26.2.09

dos silêncios erguidos e palavras derramadas

digo-te que me assusta sempre muito a tua palavra recolhida. moram em mim gerações de mulheres inseguras, para quem o amor nunca foi um fim, mas o princípio de tudo. falo do amor que só conheceram no calor do próprio peito, que souberam dar, falo do amor que souberam erguer dos cuidados da vida, não do amor que se vive nos sentidos, pela mão exímia de um amante. esse vivemo-lo por entro, como um escopo, que ora dói, ora nos liberta. desconfiamos das intenções do amor, questionamos que lá esteja, onde até poderá efectivamente ter estado. aresta que nos fere, forjamos o silêncio, ou abrimos a comporta para o preencher. as mulheres que me habitam são inconstantes e fiéis, mas reactivas. e, como não me habituei ainda a gerir os espaços por preencher com a nitidez da tua voz, encho-os eu com a minha.
claro que são ciciadas as palavras que me afluem à boca. e há um fluxo de pudor nos seus contornos. se queres saber, ruborizo-as por dentro, antes de as entoar na murmuração do amor. tudo que vai de mim para ti é contido, medido e extravasado, como uma inesperada maré de vento. e eu queria dizer-te que as palavras inventam nervuras na pele, doçuras indizíveis que não chegam a reproduzir voz. mas eu sei que tu as ouves. seixos a roçar o leito onde se detém a foz. e sei que te beijam levemente o peito e a pele como se pétalas fossem envoltas em mel...
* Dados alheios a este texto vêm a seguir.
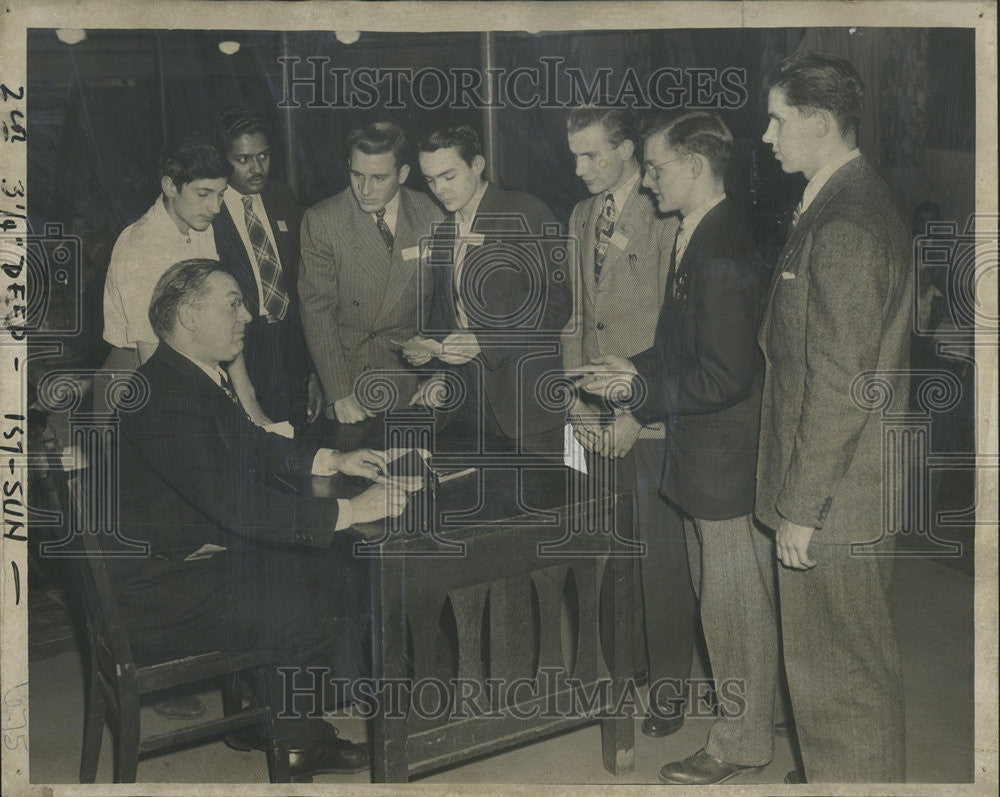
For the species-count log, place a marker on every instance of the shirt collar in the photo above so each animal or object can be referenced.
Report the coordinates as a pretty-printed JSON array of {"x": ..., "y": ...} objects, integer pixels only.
[
  {"x": 624, "y": 191},
  {"x": 820, "y": 178},
  {"x": 214, "y": 373},
  {"x": 465, "y": 216},
  {"x": 233, "y": 200},
  {"x": 391, "y": 212},
  {"x": 693, "y": 219}
]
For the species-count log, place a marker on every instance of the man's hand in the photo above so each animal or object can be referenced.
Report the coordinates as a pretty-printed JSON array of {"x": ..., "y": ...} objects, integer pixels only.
[
  {"x": 586, "y": 425},
  {"x": 377, "y": 502},
  {"x": 419, "y": 350},
  {"x": 609, "y": 377},
  {"x": 625, "y": 431},
  {"x": 792, "y": 543},
  {"x": 431, "y": 393},
  {"x": 458, "y": 348},
  {"x": 314, "y": 398},
  {"x": 348, "y": 410},
  {"x": 364, "y": 462}
]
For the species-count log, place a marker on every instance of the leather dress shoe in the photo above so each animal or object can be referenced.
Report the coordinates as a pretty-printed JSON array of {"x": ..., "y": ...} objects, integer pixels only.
[
  {"x": 657, "y": 725},
  {"x": 794, "y": 776},
  {"x": 327, "y": 756},
  {"x": 702, "y": 769}
]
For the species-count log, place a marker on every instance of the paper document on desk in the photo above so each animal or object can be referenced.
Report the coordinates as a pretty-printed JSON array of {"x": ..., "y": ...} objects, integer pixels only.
[
  {"x": 284, "y": 428},
  {"x": 205, "y": 551},
  {"x": 574, "y": 455}
]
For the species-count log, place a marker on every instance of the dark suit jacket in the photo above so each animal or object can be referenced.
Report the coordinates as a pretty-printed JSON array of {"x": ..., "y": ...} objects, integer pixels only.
[
  {"x": 839, "y": 306},
  {"x": 703, "y": 374},
  {"x": 516, "y": 291},
  {"x": 195, "y": 470},
  {"x": 276, "y": 355},
  {"x": 356, "y": 297}
]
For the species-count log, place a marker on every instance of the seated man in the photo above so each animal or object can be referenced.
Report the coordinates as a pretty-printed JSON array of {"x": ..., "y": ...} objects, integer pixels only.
[{"x": 235, "y": 562}]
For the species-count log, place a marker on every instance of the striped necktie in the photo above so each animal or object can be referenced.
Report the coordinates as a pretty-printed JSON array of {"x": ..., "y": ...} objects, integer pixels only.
[
  {"x": 271, "y": 279},
  {"x": 603, "y": 231},
  {"x": 383, "y": 227}
]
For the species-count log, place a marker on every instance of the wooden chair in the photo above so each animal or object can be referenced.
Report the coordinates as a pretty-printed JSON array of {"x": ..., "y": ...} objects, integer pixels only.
[{"x": 116, "y": 684}]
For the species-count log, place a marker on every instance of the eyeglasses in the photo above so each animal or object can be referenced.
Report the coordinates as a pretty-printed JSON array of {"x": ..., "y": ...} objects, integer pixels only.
[
  {"x": 653, "y": 169},
  {"x": 233, "y": 305}
]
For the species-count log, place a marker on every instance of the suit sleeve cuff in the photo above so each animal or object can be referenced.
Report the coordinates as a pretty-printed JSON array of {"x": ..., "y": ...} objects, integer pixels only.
[{"x": 345, "y": 515}]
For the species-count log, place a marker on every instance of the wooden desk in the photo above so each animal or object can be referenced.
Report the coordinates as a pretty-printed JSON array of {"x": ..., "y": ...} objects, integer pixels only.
[{"x": 517, "y": 591}]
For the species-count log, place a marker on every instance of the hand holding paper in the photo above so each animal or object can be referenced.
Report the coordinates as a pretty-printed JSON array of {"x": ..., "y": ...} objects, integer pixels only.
[{"x": 609, "y": 377}]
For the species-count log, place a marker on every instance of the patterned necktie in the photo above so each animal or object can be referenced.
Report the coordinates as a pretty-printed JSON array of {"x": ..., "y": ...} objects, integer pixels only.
[
  {"x": 271, "y": 279},
  {"x": 797, "y": 214},
  {"x": 383, "y": 228},
  {"x": 675, "y": 258},
  {"x": 227, "y": 386},
  {"x": 603, "y": 231}
]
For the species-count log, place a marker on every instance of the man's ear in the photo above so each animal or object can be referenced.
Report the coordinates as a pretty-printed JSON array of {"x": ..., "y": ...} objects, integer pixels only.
[
  {"x": 168, "y": 187},
  {"x": 478, "y": 164},
  {"x": 697, "y": 165},
  {"x": 187, "y": 317}
]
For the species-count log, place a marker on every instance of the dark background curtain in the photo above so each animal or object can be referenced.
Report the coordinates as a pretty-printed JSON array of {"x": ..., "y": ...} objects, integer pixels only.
[{"x": 102, "y": 110}]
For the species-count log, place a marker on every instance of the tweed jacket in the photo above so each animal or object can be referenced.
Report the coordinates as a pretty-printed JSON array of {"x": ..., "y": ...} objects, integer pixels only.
[
  {"x": 839, "y": 310},
  {"x": 516, "y": 288},
  {"x": 356, "y": 297},
  {"x": 276, "y": 356},
  {"x": 704, "y": 371},
  {"x": 618, "y": 315}
]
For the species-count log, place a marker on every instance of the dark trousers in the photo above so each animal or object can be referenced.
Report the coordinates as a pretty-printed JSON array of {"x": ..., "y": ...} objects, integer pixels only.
[
  {"x": 287, "y": 600},
  {"x": 665, "y": 620}
]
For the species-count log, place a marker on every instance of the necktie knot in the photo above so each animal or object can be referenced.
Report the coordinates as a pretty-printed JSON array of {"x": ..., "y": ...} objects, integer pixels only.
[
  {"x": 603, "y": 233},
  {"x": 272, "y": 279},
  {"x": 383, "y": 228}
]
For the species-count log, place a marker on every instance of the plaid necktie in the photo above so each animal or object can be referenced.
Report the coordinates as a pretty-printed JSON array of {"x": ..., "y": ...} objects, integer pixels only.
[
  {"x": 603, "y": 231},
  {"x": 383, "y": 228},
  {"x": 675, "y": 257},
  {"x": 271, "y": 278},
  {"x": 796, "y": 215}
]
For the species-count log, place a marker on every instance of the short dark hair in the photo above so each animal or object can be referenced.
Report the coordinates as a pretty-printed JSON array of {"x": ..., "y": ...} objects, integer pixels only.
[
  {"x": 814, "y": 81},
  {"x": 236, "y": 121},
  {"x": 695, "y": 132},
  {"x": 188, "y": 161},
  {"x": 463, "y": 138},
  {"x": 620, "y": 124},
  {"x": 377, "y": 139},
  {"x": 182, "y": 282}
]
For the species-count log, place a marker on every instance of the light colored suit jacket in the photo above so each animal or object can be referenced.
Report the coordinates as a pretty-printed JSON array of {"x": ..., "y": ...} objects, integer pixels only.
[
  {"x": 839, "y": 306},
  {"x": 356, "y": 298},
  {"x": 618, "y": 315}
]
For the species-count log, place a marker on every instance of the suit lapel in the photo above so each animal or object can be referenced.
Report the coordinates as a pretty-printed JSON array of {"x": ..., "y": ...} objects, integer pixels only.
[
  {"x": 401, "y": 272},
  {"x": 586, "y": 238},
  {"x": 686, "y": 269}
]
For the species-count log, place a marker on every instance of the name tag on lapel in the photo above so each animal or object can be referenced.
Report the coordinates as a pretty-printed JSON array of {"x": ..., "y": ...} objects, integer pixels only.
[{"x": 619, "y": 240}]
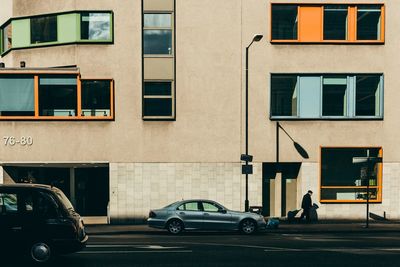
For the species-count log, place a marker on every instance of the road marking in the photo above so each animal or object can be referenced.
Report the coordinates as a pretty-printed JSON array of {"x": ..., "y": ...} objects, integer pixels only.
[{"x": 133, "y": 251}]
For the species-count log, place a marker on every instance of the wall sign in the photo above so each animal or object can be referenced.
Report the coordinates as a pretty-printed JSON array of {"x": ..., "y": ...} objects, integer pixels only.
[{"x": 21, "y": 141}]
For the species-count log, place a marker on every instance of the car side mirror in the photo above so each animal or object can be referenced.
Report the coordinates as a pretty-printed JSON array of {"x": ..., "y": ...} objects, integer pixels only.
[{"x": 222, "y": 211}]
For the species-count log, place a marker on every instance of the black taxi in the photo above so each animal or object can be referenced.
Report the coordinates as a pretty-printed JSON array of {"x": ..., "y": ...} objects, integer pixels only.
[{"x": 39, "y": 221}]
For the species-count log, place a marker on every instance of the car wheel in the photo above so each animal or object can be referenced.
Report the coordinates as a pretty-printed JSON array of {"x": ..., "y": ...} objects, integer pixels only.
[
  {"x": 248, "y": 226},
  {"x": 175, "y": 227},
  {"x": 40, "y": 252}
]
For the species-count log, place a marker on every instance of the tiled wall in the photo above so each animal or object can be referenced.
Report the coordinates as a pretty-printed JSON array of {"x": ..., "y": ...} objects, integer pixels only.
[{"x": 135, "y": 188}]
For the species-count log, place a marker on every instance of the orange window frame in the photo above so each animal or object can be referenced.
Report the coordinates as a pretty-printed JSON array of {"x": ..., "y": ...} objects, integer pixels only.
[
  {"x": 79, "y": 116},
  {"x": 378, "y": 187},
  {"x": 305, "y": 34}
]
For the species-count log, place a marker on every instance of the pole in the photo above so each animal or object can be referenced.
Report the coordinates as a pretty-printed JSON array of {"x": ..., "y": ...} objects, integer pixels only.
[{"x": 246, "y": 202}]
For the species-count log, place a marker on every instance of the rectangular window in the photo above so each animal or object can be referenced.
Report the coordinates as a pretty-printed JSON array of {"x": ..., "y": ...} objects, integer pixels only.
[
  {"x": 6, "y": 37},
  {"x": 335, "y": 22},
  {"x": 157, "y": 34},
  {"x": 58, "y": 96},
  {"x": 284, "y": 22},
  {"x": 368, "y": 22},
  {"x": 158, "y": 101},
  {"x": 331, "y": 23},
  {"x": 326, "y": 96},
  {"x": 43, "y": 29},
  {"x": 16, "y": 95},
  {"x": 95, "y": 26},
  {"x": 96, "y": 97},
  {"x": 334, "y": 97},
  {"x": 344, "y": 181}
]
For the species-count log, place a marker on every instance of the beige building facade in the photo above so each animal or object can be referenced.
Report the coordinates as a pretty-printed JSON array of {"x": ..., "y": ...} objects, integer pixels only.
[{"x": 193, "y": 149}]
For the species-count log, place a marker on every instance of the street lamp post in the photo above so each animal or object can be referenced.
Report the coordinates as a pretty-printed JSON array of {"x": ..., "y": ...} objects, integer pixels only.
[{"x": 256, "y": 38}]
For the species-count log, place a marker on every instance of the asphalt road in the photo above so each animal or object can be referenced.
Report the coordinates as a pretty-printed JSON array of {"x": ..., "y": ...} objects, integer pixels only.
[{"x": 230, "y": 249}]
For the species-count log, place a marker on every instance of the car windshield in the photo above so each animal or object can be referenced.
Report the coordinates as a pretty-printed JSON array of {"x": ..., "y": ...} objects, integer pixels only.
[{"x": 63, "y": 198}]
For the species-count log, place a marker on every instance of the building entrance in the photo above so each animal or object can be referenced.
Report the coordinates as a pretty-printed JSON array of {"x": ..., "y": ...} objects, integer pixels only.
[
  {"x": 86, "y": 185},
  {"x": 279, "y": 188}
]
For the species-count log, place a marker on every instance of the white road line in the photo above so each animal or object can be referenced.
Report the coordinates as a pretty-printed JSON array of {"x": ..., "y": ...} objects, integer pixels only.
[{"x": 133, "y": 251}]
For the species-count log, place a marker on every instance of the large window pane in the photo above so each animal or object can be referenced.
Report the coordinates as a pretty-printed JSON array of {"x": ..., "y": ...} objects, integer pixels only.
[
  {"x": 157, "y": 20},
  {"x": 157, "y": 42},
  {"x": 335, "y": 22},
  {"x": 368, "y": 22},
  {"x": 157, "y": 107},
  {"x": 341, "y": 179},
  {"x": 157, "y": 88},
  {"x": 334, "y": 96},
  {"x": 43, "y": 29},
  {"x": 95, "y": 26},
  {"x": 283, "y": 95},
  {"x": 368, "y": 95},
  {"x": 16, "y": 95},
  {"x": 96, "y": 98},
  {"x": 284, "y": 22},
  {"x": 57, "y": 96}
]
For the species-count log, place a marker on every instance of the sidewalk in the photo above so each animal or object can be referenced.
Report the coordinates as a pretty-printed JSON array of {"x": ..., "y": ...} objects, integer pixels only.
[{"x": 284, "y": 228}]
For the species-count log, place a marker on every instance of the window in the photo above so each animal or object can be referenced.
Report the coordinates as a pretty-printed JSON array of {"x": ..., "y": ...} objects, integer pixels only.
[
  {"x": 335, "y": 22},
  {"x": 190, "y": 206},
  {"x": 157, "y": 34},
  {"x": 284, "y": 22},
  {"x": 8, "y": 203},
  {"x": 344, "y": 181},
  {"x": 96, "y": 98},
  {"x": 43, "y": 29},
  {"x": 16, "y": 95},
  {"x": 369, "y": 22},
  {"x": 330, "y": 96},
  {"x": 6, "y": 37},
  {"x": 331, "y": 23},
  {"x": 57, "y": 96},
  {"x": 210, "y": 207},
  {"x": 158, "y": 99},
  {"x": 95, "y": 26}
]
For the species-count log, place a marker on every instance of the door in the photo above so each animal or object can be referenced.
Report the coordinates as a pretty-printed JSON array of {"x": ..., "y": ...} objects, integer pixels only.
[
  {"x": 216, "y": 217},
  {"x": 191, "y": 214}
]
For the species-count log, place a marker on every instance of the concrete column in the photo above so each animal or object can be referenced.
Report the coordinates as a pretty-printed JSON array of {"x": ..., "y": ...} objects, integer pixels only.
[
  {"x": 72, "y": 186},
  {"x": 278, "y": 195}
]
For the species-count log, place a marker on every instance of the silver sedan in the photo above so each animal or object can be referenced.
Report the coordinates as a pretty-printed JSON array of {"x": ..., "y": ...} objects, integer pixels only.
[{"x": 200, "y": 214}]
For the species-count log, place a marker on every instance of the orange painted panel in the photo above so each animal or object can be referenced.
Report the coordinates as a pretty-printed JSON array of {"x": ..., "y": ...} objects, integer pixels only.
[{"x": 310, "y": 26}]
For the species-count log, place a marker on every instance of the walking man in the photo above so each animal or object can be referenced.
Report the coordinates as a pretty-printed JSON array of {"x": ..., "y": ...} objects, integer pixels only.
[{"x": 306, "y": 205}]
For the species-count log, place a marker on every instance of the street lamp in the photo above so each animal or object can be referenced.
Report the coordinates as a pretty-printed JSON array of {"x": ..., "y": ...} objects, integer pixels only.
[
  {"x": 256, "y": 38},
  {"x": 297, "y": 146}
]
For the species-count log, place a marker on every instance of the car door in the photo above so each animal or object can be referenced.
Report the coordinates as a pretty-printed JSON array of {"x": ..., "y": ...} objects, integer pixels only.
[
  {"x": 191, "y": 214},
  {"x": 10, "y": 217},
  {"x": 216, "y": 217}
]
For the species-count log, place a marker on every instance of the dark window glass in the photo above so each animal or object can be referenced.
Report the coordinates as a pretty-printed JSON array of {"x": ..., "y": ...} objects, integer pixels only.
[
  {"x": 8, "y": 203},
  {"x": 368, "y": 22},
  {"x": 43, "y": 29},
  {"x": 95, "y": 26},
  {"x": 334, "y": 96},
  {"x": 338, "y": 169},
  {"x": 368, "y": 95},
  {"x": 96, "y": 99},
  {"x": 157, "y": 106},
  {"x": 284, "y": 22},
  {"x": 157, "y": 88},
  {"x": 16, "y": 95},
  {"x": 57, "y": 96},
  {"x": 283, "y": 95},
  {"x": 157, "y": 42},
  {"x": 335, "y": 22}
]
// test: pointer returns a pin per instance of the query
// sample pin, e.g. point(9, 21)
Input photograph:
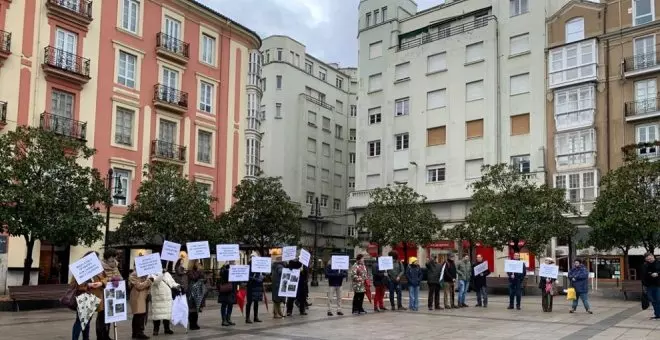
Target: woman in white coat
point(161, 301)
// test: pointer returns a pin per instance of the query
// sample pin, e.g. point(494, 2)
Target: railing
point(445, 33)
point(641, 61)
point(66, 61)
point(170, 95)
point(163, 149)
point(173, 44)
point(63, 126)
point(79, 7)
point(641, 107)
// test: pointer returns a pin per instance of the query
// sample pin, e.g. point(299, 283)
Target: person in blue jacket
point(579, 278)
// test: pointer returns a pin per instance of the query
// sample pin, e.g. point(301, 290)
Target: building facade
point(309, 111)
point(172, 88)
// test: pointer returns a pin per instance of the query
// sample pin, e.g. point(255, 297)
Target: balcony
point(77, 12)
point(641, 64)
point(166, 151)
point(63, 126)
point(172, 48)
point(67, 66)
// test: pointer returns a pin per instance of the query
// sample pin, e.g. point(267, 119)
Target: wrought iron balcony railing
point(63, 126)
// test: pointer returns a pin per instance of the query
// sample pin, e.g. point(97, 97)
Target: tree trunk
point(27, 264)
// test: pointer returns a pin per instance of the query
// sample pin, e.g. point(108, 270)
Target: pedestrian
point(651, 280)
point(480, 284)
point(464, 275)
point(414, 275)
point(433, 269)
point(359, 279)
point(335, 279)
point(579, 278)
point(161, 300)
point(515, 284)
point(395, 275)
point(547, 287)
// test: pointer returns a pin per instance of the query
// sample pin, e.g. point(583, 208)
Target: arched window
point(574, 29)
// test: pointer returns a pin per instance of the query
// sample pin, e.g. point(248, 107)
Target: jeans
point(585, 300)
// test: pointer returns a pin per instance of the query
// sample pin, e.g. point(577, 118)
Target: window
point(519, 84)
point(124, 126)
point(474, 128)
point(373, 148)
point(574, 30)
point(127, 69)
point(474, 52)
point(643, 12)
point(375, 82)
point(474, 90)
point(521, 163)
point(205, 97)
point(204, 139)
point(401, 141)
point(436, 62)
point(130, 14)
point(436, 99)
point(520, 124)
point(518, 7)
point(435, 173)
point(208, 49)
point(519, 44)
point(401, 107)
point(401, 71)
point(436, 136)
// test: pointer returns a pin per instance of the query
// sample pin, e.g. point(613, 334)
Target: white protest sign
point(86, 268)
point(339, 262)
point(198, 250)
point(261, 264)
point(289, 253)
point(227, 252)
point(148, 264)
point(305, 257)
point(385, 263)
point(549, 270)
point(513, 266)
point(170, 251)
point(239, 273)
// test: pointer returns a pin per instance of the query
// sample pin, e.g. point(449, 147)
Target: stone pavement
point(612, 319)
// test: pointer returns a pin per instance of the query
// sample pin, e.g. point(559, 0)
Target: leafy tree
point(46, 193)
point(168, 206)
point(398, 214)
point(509, 207)
point(263, 215)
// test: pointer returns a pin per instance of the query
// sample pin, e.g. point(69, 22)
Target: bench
point(36, 293)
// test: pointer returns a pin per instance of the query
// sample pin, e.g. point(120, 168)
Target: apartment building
point(601, 96)
point(140, 81)
point(309, 111)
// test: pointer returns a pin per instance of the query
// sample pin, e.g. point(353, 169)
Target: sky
point(328, 28)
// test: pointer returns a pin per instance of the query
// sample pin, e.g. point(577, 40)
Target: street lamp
point(118, 195)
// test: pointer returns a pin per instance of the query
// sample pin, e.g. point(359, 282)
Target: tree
point(263, 215)
point(169, 206)
point(46, 193)
point(509, 208)
point(398, 214)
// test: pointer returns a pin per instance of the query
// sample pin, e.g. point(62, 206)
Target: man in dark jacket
point(651, 280)
point(433, 269)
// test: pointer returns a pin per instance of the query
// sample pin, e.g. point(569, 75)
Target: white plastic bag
point(180, 311)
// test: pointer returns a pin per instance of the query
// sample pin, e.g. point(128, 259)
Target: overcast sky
point(327, 27)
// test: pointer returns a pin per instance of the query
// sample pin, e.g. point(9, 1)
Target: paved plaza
point(612, 319)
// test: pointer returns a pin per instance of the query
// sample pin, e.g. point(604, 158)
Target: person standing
point(651, 280)
point(480, 284)
point(579, 278)
point(464, 275)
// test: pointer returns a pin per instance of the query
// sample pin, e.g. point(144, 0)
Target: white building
point(309, 110)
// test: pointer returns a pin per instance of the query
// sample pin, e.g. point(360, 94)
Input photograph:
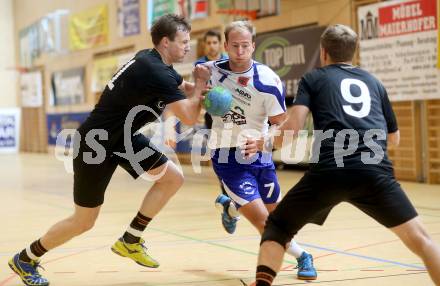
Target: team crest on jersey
point(236, 116)
point(243, 80)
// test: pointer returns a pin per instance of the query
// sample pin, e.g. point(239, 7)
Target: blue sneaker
point(28, 271)
point(306, 270)
point(229, 223)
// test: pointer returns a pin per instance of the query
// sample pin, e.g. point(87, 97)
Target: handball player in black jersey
point(134, 97)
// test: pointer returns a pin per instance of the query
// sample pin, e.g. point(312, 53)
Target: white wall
point(8, 77)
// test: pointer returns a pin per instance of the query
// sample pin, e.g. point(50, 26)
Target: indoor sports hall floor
point(187, 236)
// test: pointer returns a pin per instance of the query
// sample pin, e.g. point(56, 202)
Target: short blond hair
point(240, 25)
point(340, 42)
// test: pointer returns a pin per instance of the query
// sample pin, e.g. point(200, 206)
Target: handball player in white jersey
point(258, 98)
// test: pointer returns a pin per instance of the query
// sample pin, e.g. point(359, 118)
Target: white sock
point(232, 210)
point(294, 249)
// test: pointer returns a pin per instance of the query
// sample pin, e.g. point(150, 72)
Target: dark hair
point(212, 33)
point(167, 26)
point(340, 42)
point(242, 25)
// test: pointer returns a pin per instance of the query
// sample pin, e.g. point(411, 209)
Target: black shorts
point(91, 180)
point(377, 194)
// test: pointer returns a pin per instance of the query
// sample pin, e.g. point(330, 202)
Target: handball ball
point(218, 101)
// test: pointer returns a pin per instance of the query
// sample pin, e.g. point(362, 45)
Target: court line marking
point(303, 244)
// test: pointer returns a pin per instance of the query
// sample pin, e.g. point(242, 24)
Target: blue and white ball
point(218, 101)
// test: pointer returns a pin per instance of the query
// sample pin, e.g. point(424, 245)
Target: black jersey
point(352, 116)
point(143, 81)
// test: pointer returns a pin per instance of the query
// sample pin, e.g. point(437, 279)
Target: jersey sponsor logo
point(160, 104)
point(243, 93)
point(236, 116)
point(243, 80)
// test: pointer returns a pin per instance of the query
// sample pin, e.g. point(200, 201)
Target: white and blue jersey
point(258, 94)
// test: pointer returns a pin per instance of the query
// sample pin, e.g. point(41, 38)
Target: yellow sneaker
point(135, 251)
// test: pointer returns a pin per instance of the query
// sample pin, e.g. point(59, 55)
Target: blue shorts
point(246, 182)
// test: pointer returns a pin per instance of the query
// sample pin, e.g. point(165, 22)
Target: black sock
point(139, 223)
point(265, 276)
point(36, 248)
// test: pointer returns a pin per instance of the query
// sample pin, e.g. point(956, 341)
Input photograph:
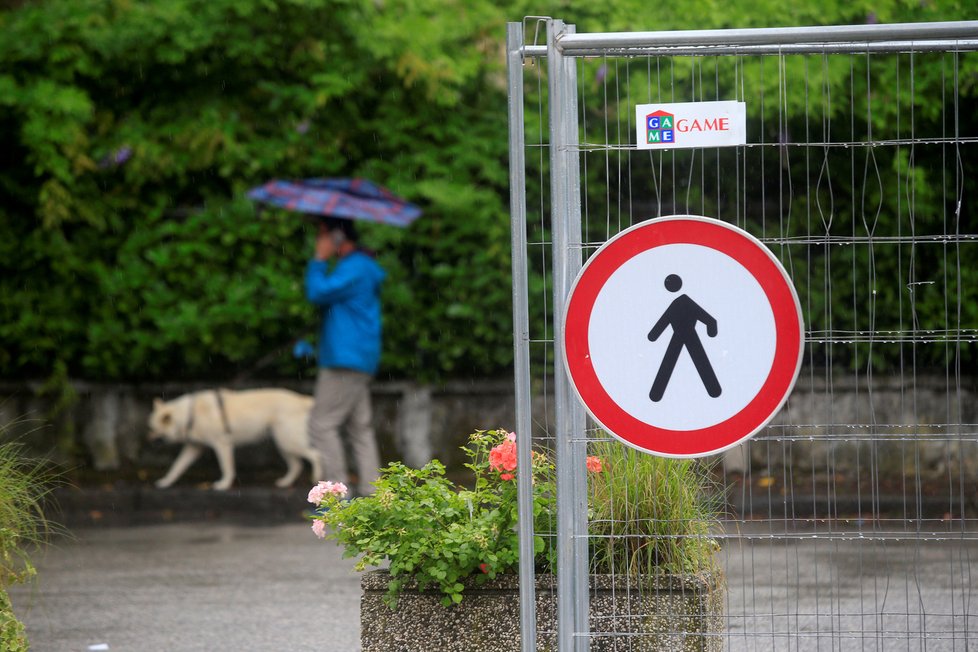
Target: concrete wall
point(900, 427)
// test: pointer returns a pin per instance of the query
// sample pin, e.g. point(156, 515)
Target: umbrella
point(355, 199)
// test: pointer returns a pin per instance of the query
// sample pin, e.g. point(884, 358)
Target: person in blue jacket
point(347, 293)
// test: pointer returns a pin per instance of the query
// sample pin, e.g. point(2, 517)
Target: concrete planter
point(674, 613)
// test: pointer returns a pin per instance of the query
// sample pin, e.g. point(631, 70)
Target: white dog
point(223, 419)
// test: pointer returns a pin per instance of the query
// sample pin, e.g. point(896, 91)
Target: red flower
point(503, 457)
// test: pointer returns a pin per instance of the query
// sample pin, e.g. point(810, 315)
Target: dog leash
point(224, 412)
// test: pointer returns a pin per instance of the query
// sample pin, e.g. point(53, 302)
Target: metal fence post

meu amor, tudo é tão frágil e firme na nossa mão, até os intervalos entre os sons, a própria coda e rima de cada verso são entidades de sentido, na sua plausível propagação da intenção de suavizar os sentidos. as letras são anagramas perfeitos se os soubermos combinar com o que sentimos e sabemos necessário dizer. quero que nos anuncies renovados na renovação do nosso íntimo ser, porque nem sempre sei vigorar nas palavras a urgência de te ter. mas sei receber o que houver de vir, como um halo de luz e de ilusão, perfeitos na ternura de tanto te querer. fala-me desta noite e dos seus profundos mares, inverte-te em meu olhar, acede por este cais ao lugar de desejo erguido e pensa-me na contenção das palavras que se infiltram na tua pele, como se não quisessem dizer, mas produzir arrepio e dulcíssimo mel.